Sunday, January 31, 2010

Day 26: Pi Poem

I just learned about the fascinating writer Daniel Tammet ( link to his blog, optimnem) from an entry in Garrison Keillor's Writer's Almanac for today. Daniel has high-functioning autistic savant syndrome. His memoir, "Born On A Blue Day," was a best seller in 2006. His new book, 'Embracing the Wide Sky', just came out in 2009. The German edition is entitled 'Wolkenspringer' (Cloud Jumper -- How cool is that!).

He also holds the European record for reciting pi from memory to 22,514 digits in five hours and nine minutes. He captured the record at a sponsored charity challenge held in aid of the National Society for Epilepsy (NSE) on “Pi Day”, 14 March 2004. He wrote the poem "Pi", in English and French, in honor of Pi Day that year.

Daniel says that in his mind each number has its own form, color and feeling.

Daniel's drawings (above) show some of the number shapes he sees.

I love the way Daniel Tammet uses his unique perception of numbers in the following Pi poem.

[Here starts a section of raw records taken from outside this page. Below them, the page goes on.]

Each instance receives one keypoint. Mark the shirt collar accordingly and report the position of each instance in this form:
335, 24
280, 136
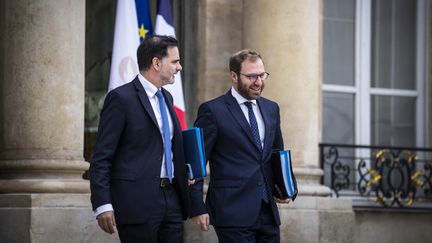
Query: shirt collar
150, 88
239, 98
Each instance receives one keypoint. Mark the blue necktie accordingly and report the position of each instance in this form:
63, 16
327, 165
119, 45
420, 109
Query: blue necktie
253, 124
166, 134
255, 133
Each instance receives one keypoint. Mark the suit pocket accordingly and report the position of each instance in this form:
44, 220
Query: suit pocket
127, 176
226, 183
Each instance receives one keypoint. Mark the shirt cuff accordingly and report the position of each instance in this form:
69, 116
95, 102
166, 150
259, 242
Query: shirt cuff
102, 209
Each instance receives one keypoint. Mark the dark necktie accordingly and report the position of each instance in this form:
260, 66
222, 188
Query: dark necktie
255, 133
253, 124
166, 134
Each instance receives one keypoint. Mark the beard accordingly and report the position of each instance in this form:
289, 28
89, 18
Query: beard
246, 91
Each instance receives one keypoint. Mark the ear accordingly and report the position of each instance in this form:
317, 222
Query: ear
156, 63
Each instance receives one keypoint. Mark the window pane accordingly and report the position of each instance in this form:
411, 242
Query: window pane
393, 44
393, 121
338, 58
338, 118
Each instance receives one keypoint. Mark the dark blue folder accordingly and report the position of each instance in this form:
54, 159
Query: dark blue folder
193, 144
285, 181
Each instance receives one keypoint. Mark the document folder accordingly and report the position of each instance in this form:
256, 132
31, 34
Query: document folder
285, 182
193, 146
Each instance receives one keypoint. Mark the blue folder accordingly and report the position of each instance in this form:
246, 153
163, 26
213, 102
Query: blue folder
285, 181
193, 145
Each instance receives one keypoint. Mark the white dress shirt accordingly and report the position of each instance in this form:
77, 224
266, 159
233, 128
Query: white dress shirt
151, 90
241, 101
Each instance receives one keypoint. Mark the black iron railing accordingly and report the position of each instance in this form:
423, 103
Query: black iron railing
391, 176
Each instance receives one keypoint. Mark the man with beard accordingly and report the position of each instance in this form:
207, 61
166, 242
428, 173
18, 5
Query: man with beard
241, 129
137, 176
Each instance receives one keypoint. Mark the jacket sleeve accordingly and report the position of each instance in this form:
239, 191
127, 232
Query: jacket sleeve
206, 121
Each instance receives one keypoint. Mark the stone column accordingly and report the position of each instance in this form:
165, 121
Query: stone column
288, 34
42, 97
43, 197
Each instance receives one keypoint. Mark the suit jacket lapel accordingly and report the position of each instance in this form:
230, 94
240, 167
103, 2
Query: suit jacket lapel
266, 119
144, 100
237, 113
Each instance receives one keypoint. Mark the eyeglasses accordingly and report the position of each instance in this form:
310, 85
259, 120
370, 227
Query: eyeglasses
254, 77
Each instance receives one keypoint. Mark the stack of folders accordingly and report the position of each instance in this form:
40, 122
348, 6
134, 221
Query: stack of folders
193, 145
285, 182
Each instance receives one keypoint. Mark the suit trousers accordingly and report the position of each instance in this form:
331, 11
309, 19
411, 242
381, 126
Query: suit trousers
264, 230
165, 225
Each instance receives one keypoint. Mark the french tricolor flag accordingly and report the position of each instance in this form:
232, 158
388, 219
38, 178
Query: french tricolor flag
165, 26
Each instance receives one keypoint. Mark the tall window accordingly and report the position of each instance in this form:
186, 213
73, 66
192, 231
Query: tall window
374, 72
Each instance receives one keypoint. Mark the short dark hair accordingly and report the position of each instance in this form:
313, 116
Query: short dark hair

Three, One, Four, One, Five, and On
The numbers recount their endless tale.
Three - Barefoot green, a silent voice.
White as hunger, One is twice
Bright like babies’ eyes.
Four is timid, envious of E.
Five, Punctuation or a pregnant sigh
Precedes proud Nine, colour of falling night.
Two, an unfastened knot,
A wayward wind, the hollow of Six resounding.
Nearby, Eight, a cloud of fireflies above a lake
Over which I skim Sevens
Remembering that Zero is nothing but a circle.


Trois, Un, Quatre, Un, Cinq, et ainsi de suite
Les chiffres racontent leur histoire sans limite.
Trois – vert, les pieds nus, une voix silencieuse.
Blanc comme la faim, Un est vif
Comme les yeux d’un bébé.
Quatre est timide, envieux du E.
Cinq, ponctuation ou soupir lourd
Précède le Neuf fier, couleur d’une nuit tombante.
Deux, un nœud défait, vent rebelle,
Comme le creux du Six qui résonne.
Tout près, Huit, nuage de lucioles au dessus d’un lac
Sur lequel je fais des ricochets avec les Septs
En me souvenant que Zéro n’est rien qu’un cercle.

Words by Nancy Norton,for her blog n2notesfromabroad. Copyright 2009-2010.


swallowtail said...

I do love this. Giving me an idea (well, that's something!)...

And I love reading it in my lame French! I still love it. Looking forward to doing some writing tomorrow, as life has been frenetic here. Nice, but very busy, and I do not even know what I have been doing. Must be time for another list.

Little Mr. Emerson is missing you. He is forgetting that his name is Huckleberry. "Ahh, ma petite huckleberry!" (Oh, and he is about 50+lbs now).

So, hopefully will be chatting you on Monday!!!

Ms. Moon said...

When I as a child, learning my numbers, they all had gender for me. Odd though- only two and four are female. And the odd numbers are the most manly.

N2 said...

LC - Glad to hear that you could not only read the poem in French! but found some inspiration there.

Ms Moon - I am not surprised that you are someone who sees character/gender in numbers.

It is an interesting concept for us writers and artists, non?